Appropriate metals include, for example, titanium, cobalt,
stainless steel, nickel, iron alloys, cobalt alloys, such as
Elgiloy.RTM., a cobalt-chromium-nickel alloy, and MP35N, a
nickel-cobalt-chromium-molybdenum alloy, and Nitinol.RTM., a
nickel-titanium alloy. Appropriate synthetic materials include
hydrogels and other synthetic materials that cannot withstand
severe dehydration.
[0114] Biocompatible materials can be fabricated from synthetic
polymers as well as purified biological polymers. These synthetic
polymeric materials can be formed into fibers and then can be woven
or knitted into a mesh to form a matrix or similar structure.
Alternatively, the synthetic polymer materials can be molded or
cast into appropriate forms.
[0115] Appropriate synthetic polymers include, without limitation,
polyamides (e.g., nylon), polyesters, polystyrenes, polyacrylates,
vinyl polymers (e.g., polyethylene, polytetrafluoroethylene or
other halogenated polymers such as polyvinylchloride,
polypropylene, other polyolefins, ethylene-propylene copolymers,
and ethylene-propylene-diene monomer copolymers (EPDM)),
polycarbonates, polyacetals (e.g., Delrin.RTM.), polyurethanes,
polydimethyl siloxanes, cellulose acetates,
polymethylmethacrylates, ethylene vinyl acetates, polysulfones,
nitrocelluloses, polyetheretherketones (PEEK) and copolymers and
mixtures thereof. Based on desirable properties and experience in
the medical device field, preferred polymers include, for example,
polyetheretherketones, polyacetals, polyamides, polyurethanes,
polytetrafluoroethylenes, polyester teraphthalates, polycarbonates,
polysulfones, polypropylenes, and copolymers and mixtures
thereof.
[0116] Biological polymers can be naturally occurring or produced
in vitro by, for example, fermentation and the like. Purified
biological polymers can be appropriately formed into a substrate by
techniques such as weaving, knitting, casting, molding, extrusion,
cellular alignment and magnetic alignment. Suitable biological
polymers include, without limitation, collagen, elastin, silk,
keratin, gelatin, polyamino acids, polysaccharides (e.g., cellulose
and starch) and copolymers thereof.
[0117] Assembly of Medical Devices
[0118] The adhesive delivery systems described herein can be used
for the assembly of medical devices. The application of the
adhesive with the adhesive delivery system can be performed by
automated equipment, by hand with appropriately skilled operators
or by a combination thereof. In any case, the use of the adhesive
delivery systems described herein facilitate adhesive delivery,
improve reproducibility and accuracy of adhesive delivery.
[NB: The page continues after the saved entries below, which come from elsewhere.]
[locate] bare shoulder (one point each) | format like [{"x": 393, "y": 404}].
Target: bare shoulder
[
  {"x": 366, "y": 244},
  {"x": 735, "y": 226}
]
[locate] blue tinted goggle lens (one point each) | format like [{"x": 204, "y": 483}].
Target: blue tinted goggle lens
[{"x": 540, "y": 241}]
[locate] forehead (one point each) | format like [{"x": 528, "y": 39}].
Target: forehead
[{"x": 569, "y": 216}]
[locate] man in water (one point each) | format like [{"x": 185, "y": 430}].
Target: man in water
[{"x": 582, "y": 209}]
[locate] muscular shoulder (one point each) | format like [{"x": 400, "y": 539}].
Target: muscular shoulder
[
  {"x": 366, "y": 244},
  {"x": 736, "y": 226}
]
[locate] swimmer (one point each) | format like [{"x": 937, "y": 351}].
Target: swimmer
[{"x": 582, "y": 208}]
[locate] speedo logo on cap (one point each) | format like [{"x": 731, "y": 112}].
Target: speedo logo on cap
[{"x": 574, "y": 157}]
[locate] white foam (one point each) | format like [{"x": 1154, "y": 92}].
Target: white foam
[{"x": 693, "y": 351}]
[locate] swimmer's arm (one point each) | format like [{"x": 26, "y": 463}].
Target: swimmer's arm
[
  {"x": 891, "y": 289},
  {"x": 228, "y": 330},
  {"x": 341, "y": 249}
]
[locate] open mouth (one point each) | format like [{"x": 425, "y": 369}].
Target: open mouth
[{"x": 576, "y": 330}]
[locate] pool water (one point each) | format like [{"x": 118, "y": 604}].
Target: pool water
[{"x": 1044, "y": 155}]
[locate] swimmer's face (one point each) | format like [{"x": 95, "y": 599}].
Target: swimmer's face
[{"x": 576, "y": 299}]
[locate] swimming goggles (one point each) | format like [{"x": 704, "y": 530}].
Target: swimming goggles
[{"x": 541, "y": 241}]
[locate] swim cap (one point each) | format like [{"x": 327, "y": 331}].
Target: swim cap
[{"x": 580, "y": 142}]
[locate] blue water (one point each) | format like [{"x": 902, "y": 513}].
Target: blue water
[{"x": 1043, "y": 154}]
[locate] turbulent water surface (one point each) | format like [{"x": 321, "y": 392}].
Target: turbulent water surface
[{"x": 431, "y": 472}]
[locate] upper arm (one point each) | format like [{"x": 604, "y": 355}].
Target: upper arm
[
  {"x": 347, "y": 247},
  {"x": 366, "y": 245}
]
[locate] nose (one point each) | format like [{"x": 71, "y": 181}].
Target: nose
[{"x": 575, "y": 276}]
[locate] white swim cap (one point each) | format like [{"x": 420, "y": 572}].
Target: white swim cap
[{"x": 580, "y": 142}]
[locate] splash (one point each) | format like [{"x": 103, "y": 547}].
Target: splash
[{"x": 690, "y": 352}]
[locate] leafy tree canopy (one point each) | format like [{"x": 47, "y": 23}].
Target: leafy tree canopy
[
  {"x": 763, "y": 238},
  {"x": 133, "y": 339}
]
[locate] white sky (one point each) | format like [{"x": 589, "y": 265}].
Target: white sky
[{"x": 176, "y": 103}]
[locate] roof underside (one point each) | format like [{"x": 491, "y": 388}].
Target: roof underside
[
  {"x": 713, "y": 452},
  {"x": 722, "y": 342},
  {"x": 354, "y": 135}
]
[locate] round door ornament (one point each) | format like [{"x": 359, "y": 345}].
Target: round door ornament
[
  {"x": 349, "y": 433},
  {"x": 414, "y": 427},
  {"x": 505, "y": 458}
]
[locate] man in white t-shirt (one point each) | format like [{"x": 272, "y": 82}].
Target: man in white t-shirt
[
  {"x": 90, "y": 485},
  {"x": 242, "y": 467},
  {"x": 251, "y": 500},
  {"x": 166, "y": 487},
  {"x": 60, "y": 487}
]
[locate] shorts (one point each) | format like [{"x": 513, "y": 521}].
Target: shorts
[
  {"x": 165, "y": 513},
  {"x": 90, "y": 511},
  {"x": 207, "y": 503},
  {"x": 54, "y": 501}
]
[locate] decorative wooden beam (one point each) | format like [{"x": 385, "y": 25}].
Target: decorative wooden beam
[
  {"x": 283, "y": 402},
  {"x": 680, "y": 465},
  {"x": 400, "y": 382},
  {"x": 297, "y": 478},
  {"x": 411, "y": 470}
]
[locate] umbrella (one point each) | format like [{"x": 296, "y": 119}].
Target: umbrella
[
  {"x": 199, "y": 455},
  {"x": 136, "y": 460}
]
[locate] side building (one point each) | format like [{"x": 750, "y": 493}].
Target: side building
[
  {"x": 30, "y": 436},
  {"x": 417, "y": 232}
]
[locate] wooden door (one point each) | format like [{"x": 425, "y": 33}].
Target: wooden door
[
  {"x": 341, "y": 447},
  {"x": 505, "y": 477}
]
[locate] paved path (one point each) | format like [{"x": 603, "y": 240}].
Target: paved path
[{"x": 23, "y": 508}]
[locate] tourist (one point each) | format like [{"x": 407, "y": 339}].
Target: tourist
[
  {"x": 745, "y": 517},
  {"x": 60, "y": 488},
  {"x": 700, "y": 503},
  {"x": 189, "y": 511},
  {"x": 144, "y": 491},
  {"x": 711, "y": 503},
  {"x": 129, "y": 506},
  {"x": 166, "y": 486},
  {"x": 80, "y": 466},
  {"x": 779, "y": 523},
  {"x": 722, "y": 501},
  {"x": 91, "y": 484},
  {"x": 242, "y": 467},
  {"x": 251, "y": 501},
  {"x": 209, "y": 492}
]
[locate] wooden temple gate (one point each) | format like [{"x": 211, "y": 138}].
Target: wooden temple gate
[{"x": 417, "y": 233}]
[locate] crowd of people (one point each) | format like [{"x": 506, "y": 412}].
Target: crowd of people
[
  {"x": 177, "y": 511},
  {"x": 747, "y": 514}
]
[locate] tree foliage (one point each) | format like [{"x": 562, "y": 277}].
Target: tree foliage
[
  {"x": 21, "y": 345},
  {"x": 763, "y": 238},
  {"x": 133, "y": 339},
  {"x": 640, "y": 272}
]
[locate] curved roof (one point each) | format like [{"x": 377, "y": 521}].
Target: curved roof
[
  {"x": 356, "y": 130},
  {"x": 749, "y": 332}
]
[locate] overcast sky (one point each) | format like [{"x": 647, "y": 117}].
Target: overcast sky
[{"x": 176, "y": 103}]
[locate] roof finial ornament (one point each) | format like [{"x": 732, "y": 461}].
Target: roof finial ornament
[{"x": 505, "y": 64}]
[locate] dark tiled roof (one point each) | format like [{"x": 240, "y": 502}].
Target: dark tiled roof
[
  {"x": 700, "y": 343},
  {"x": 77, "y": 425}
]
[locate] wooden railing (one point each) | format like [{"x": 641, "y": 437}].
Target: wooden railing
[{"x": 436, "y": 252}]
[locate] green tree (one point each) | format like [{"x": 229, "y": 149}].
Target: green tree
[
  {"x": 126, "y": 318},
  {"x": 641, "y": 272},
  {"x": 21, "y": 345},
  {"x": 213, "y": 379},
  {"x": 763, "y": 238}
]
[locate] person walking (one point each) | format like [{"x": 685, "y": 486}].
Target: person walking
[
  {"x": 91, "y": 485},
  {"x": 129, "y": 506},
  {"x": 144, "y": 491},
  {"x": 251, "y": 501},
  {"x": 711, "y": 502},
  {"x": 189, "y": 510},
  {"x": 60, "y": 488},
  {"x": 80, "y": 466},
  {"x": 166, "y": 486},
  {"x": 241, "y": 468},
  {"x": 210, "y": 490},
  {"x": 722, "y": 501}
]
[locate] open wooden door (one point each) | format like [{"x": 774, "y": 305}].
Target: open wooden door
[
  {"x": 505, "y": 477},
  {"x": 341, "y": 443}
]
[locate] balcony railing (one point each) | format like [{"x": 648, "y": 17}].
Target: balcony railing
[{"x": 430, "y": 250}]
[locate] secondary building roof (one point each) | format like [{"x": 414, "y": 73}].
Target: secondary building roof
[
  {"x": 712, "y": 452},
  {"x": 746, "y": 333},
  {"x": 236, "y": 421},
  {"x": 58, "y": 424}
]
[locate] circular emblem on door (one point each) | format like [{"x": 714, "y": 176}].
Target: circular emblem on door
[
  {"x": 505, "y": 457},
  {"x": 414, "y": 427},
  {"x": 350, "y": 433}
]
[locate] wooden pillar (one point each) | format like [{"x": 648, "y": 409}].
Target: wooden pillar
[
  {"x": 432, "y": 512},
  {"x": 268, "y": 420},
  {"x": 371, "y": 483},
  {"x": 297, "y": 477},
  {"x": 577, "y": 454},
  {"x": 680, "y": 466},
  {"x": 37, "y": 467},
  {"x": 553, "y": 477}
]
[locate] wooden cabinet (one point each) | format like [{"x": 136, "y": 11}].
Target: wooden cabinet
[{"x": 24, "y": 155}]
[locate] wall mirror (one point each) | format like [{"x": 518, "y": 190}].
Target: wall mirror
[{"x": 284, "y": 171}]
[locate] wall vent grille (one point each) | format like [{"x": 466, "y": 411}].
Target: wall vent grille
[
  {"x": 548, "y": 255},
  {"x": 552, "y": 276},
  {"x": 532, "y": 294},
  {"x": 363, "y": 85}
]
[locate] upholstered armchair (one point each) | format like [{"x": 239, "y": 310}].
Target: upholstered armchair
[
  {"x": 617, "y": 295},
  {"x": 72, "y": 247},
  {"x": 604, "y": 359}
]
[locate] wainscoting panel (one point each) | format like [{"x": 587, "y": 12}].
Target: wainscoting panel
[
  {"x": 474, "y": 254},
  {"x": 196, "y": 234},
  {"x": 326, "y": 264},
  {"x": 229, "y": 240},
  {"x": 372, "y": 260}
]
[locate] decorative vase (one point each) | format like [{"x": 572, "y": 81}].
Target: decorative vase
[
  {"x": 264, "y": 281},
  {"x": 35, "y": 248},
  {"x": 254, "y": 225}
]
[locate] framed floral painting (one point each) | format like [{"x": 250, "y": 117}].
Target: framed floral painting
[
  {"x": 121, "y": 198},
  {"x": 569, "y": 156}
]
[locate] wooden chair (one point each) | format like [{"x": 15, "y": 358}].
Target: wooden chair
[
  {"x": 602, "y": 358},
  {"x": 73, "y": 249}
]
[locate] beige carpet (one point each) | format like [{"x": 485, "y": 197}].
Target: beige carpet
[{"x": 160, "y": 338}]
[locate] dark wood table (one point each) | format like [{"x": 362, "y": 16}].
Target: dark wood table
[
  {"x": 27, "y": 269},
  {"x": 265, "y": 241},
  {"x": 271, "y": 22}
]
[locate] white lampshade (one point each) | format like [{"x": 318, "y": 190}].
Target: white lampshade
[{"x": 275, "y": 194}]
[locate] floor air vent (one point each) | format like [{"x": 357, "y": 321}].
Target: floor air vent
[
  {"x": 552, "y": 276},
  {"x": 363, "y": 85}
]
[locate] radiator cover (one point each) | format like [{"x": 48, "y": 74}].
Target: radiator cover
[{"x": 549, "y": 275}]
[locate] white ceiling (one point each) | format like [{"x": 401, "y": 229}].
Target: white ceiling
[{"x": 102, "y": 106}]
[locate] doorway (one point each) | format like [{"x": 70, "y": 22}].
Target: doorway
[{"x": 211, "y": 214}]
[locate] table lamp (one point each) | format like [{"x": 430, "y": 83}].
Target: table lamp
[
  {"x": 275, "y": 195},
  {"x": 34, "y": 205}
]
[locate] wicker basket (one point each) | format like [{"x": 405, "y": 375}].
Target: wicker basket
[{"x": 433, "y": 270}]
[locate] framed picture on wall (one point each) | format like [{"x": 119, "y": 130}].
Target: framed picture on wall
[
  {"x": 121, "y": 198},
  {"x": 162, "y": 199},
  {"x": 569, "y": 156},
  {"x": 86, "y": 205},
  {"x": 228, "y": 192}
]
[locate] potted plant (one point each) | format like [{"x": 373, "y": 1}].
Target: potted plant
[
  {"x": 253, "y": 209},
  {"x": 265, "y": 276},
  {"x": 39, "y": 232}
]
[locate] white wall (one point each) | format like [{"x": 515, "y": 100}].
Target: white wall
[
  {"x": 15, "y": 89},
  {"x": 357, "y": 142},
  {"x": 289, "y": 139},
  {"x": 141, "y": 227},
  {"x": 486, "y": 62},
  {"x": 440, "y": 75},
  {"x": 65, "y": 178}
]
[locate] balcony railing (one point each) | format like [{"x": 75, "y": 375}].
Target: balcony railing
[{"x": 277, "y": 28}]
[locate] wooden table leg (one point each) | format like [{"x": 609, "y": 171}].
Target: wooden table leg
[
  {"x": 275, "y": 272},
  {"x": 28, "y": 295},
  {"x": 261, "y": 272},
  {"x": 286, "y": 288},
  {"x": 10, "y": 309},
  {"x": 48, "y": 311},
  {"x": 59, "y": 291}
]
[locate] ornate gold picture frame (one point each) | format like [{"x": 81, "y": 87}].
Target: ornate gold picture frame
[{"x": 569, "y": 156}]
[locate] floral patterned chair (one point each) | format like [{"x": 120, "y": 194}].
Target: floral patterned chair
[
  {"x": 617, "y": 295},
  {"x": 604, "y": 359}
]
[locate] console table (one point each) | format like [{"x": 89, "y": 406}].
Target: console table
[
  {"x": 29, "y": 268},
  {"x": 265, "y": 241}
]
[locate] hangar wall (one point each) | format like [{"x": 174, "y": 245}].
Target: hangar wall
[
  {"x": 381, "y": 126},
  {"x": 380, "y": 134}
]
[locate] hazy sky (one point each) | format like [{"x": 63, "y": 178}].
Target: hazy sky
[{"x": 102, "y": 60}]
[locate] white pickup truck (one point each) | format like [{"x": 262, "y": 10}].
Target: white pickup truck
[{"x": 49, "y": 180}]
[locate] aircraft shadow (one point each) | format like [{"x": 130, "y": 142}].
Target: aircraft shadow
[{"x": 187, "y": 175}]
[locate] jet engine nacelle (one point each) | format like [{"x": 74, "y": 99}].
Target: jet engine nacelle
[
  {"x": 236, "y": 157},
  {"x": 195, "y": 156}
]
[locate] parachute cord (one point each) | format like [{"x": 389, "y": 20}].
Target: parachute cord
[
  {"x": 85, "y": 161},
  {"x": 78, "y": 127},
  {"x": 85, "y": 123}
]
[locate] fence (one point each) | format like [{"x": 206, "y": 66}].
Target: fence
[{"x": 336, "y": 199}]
[0119] The adhesive delivery systems are particularly advantageous
for the rapid delivery of adhesive along curved surfaces. Delivery
of adhesive along curved surfaces is especially useful for medical
devices with three dimensional shapes. If the delivery conduit is
positioned by hand, the adhesive delivery conduits provide for
relatively easy positioning of the components needed to apply the
adhesive along curved surfaces. Automated/robotic actuators can be
used to position the adhesive delivery conduit at an appropriate
position relative to a component of a medical device.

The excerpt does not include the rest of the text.